FOTPT is an important criminal law doctrine that renders illegally acquired evidence inadmissible in court. The basic idea behind this doctrine is that if law enforcement conducts a search in a manner that would violate a defendant’s constitutional rights, then any information that illegal search produces should be considered “tainted” due to their unlawful conduct.

For example, suppose the police arrest a defendant without reading them their Miranda rights and bring them to a police station. At the station, the police then use coercive tactics or force the defendant to answer questions about jewelry they supposedly stole.

If the defendant tells the police where the stolen jewelry is located and the police only find it based on their answer, then both the defendant’s statements and the stolen jewelry will most likely be inadmissible.

The reason the defendant’s statements and the stolen jewelry will be inadmissible is because the police went about searching for it in an illegal manner. First, they violated the defendant’s fifth amendment rights by not Mirandizing them, and then they violated search and seizure protocols based on the defendant’s illegal and inadmissible statements.

This is why the FOTPT doctrine can be an important and useful tool for a criminal defendant. It has the power to potentially reduce the legal consequences of a crime and in some matters, may possibly serve to dismiss a case altogether.

However, there are three exceptions to when the FOTPT doctrine will not apply if:

  • Discovery of the evidence was inevitable;
  • A separate source, independent of the initial illegal one, also found the evidence; and
  • If the connection between the illegal conduct and discovery of the evidence is too thin.

Additionally, FOTPT will also not apply if evidence is illegally acquired, but admissible based on the good-faith exception to invalid search warrants.

Do I Need a Lawyer if I Believe an Unlawful Search Has Occurred?

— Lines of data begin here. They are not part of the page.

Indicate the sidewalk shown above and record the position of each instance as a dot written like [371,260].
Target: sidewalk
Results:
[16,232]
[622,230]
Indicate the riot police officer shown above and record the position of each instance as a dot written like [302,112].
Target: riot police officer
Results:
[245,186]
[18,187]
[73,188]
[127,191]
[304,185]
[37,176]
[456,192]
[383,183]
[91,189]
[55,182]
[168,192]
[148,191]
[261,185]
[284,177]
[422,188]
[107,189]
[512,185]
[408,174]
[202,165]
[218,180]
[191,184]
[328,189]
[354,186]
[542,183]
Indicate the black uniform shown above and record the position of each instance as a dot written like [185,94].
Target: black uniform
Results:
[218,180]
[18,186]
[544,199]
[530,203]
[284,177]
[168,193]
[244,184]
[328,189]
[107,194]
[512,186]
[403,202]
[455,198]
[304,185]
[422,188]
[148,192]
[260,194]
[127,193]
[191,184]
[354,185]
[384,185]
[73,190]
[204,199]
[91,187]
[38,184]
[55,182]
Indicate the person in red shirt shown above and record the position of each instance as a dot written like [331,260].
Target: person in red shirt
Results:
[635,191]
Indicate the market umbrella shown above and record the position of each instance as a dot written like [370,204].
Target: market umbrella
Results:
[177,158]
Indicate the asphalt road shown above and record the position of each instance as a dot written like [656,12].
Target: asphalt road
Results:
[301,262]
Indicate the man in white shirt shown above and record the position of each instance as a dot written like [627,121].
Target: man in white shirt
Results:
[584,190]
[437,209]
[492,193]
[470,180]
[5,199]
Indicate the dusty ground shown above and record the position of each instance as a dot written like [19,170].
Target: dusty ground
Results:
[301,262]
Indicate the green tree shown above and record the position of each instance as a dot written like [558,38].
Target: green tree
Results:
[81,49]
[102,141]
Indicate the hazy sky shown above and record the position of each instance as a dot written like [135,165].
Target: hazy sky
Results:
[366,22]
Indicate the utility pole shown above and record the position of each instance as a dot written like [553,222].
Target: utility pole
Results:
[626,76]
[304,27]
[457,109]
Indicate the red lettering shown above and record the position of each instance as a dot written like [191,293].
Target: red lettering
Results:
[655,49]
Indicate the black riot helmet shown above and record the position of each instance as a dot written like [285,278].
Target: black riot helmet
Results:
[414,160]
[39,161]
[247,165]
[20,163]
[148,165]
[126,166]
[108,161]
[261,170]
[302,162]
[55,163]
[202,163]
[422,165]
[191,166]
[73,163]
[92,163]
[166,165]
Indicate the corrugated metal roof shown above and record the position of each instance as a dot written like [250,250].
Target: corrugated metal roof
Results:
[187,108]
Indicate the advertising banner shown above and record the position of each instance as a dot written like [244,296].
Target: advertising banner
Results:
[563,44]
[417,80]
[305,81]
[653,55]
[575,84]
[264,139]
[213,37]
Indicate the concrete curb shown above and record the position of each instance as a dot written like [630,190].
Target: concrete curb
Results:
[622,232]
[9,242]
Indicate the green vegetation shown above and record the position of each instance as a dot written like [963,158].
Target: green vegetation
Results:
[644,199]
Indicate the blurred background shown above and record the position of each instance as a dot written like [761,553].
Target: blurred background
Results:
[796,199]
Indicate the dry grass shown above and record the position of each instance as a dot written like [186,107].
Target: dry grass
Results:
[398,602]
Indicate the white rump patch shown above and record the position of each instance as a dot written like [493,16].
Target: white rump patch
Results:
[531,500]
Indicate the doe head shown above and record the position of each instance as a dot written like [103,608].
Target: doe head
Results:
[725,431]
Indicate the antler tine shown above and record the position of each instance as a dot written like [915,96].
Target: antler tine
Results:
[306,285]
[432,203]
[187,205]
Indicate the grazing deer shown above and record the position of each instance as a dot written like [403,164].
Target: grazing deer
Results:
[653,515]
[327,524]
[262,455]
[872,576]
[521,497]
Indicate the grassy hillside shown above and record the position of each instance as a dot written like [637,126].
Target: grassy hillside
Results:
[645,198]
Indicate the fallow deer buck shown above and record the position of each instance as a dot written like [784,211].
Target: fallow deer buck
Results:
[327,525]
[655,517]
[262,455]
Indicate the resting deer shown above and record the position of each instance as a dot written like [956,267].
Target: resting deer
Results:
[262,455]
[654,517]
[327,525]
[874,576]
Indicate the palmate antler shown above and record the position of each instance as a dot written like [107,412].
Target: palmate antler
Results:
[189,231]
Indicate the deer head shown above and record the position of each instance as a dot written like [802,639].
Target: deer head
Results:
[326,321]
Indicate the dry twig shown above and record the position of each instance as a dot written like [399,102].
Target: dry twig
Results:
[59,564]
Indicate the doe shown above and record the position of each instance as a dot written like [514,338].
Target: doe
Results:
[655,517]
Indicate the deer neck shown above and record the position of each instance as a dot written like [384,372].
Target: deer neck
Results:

If you believe that you or your property have been subjected to an unlawful search, then you should strongly consider contacting a local criminal attorney as soon as possible. In reviewing your case, your attorney will be able to determine whether law enforcement followed the proper search and seizure protocols, and if any of your constitutional rights were violated as a result of noncompliance.

In the event that law enforcement conducted an unlawful search and/or your legal rights were violated during a search, your attorney can assist with getting any illegally obtained evidence suppressed in your case.

Additionally, your attorney can discuss the potential outcomes of your case based on the laws of your state, help prepare and file relevant legal documents, and can check to see if there are any defenses available to raise against your charges. Your attorney can also represent you in court on the matter if necessary.